By choosing to use colonies instead of the planets, the writers cleverly sidestep the research work needed to make terra-forming seem scientifically plausible.
Mobile Suit Gundam Unicorn reveals that the goal of Side colonies wasn't to colonize the solar system to begin with, but to give Earth time to heal itself.
Whenever Revil puts his flag on a Magellan, the name has a deeper meaning:
At Loum he commanded from the Ananke, meaning "necessity" in Greek. Someone in the Federation sees war as Necessarily Evil... And Revil agrees.
In the counteroffensive his flagship is the Phoebe. In Greek mythology Phoebe is one of the original Titans, grandmother of Artemis (goddess of the Moon and the hunt), Apollo (god of arts, medicine, the Sun, and prophecy), and Hecate (goddess of crossroads and magic), and is herself associated with the moon and prophecy. This should be obvious.
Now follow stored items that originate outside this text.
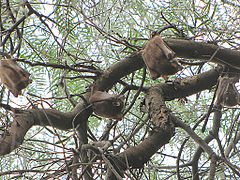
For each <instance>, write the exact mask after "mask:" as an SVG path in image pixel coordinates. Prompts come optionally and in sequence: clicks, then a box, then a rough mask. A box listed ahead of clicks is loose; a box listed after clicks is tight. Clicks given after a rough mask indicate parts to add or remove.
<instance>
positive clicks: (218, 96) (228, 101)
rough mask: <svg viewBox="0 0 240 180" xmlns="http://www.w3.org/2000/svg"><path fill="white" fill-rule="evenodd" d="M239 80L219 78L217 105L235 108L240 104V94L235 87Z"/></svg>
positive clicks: (223, 77)
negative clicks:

Quite a lot of ink has been spilled to justify why the crew of the White Base reported Char's Zaku going three times faster than the others. Most of the writers forget that there is no such thing as Space Friction and therefore no top speed in space; as long as a vehicle is carrying enough reaction mass, it just needs to keep the thrusters burning to accelerate and it can reach any speed the pilot likes. Char's Zaku doesn't need to have thrusters three times more powerful in order to go three times faster; all it needs is a pilot who's just that skilled and just that reckless.
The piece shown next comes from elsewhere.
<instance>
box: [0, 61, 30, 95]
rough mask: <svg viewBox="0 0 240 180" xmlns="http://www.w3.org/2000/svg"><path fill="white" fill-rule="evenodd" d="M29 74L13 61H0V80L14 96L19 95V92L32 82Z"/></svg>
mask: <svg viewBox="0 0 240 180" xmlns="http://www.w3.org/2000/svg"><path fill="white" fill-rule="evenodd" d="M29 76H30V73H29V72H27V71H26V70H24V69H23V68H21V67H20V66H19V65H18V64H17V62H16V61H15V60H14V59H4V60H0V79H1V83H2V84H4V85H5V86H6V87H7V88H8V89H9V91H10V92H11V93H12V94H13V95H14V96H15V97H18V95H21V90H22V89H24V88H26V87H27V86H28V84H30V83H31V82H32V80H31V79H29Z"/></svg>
Somewhat debatable, but Zeon is called a Principality, even though it's lead by a Archduke. The Other Wiki, however, notes that "principality" can denote any society lead by a monarch, no matter what they call themselves. This bothered Fred Schodt, though, and when he translated Tomino's novels he changed the name to "The Zeon Archduchy"; as with all his other changes (Sha for Char, Zak for Zaku, et cetera), it never caught on. The whole thing makes a bit more sense given the nation's backstory. Even after the Zabi family took power and declared themselves royalty, Zeon was still (at least nominally) a semi-autonomous Federation state for a while before they began to push for full independence. Degwin calling himself Archduke instead of King or Emperor was a sop to the Federation's authority. On the other hand, the official English version's more ambiguous "Sovereign" and "Principality" come off as a lot more canny. A principality can, like a duchy, refer to the domain of a noble in a larger empire (as in the principalities of The Roman Empire or the "princely states" of India during The Raj) but it has also been used to refer to small, independent or semi-independent states like those that eventually unified to become Germany and Italy. It's hardly a stretch to think of Degwin, and especially Ghiren, presenting themselves to the Federation as the former while plotting to become the latter.
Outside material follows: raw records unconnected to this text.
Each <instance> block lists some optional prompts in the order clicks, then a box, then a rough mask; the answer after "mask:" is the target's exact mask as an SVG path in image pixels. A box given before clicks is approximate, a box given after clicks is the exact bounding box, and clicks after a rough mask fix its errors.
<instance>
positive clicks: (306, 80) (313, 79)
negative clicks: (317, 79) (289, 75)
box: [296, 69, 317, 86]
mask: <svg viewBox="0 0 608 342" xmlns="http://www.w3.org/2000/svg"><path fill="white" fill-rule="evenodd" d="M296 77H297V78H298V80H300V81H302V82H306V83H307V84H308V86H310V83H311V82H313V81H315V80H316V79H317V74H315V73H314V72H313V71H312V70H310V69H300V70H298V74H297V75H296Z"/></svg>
At first glance Lalah's cheerful appearance seems out of place, considering her past is similar to that of another young lady. But then it's revealed that the Flanagan Institute considered her their star student and she was subjected to testing out Newtype weaponry, and later in Mobile Suit Gundam: Char's Counterattack Char reveals he regrets using Lalah like a machine. Adding this together, it begins to sound very similar to a certain girl in Mobile Suit Zeta Gundam who was a Newtype guinea pig for weapons and subjected to massive amounts of torture and Mind Rape, while displaying an identical cheerful disposition that seemed off. No wonder Lalah seemed happy after she died.
Let's not forget that, before being taken in by the Flanagan institute, Char found Lalah in the streets. Who knows what kind of life she left back then.
According to the manga adaptation Gundam: The Origin, Lalah was working for an abusive man who forced her to use her power to cheat at the roulette and similar things, and was beaten quite often.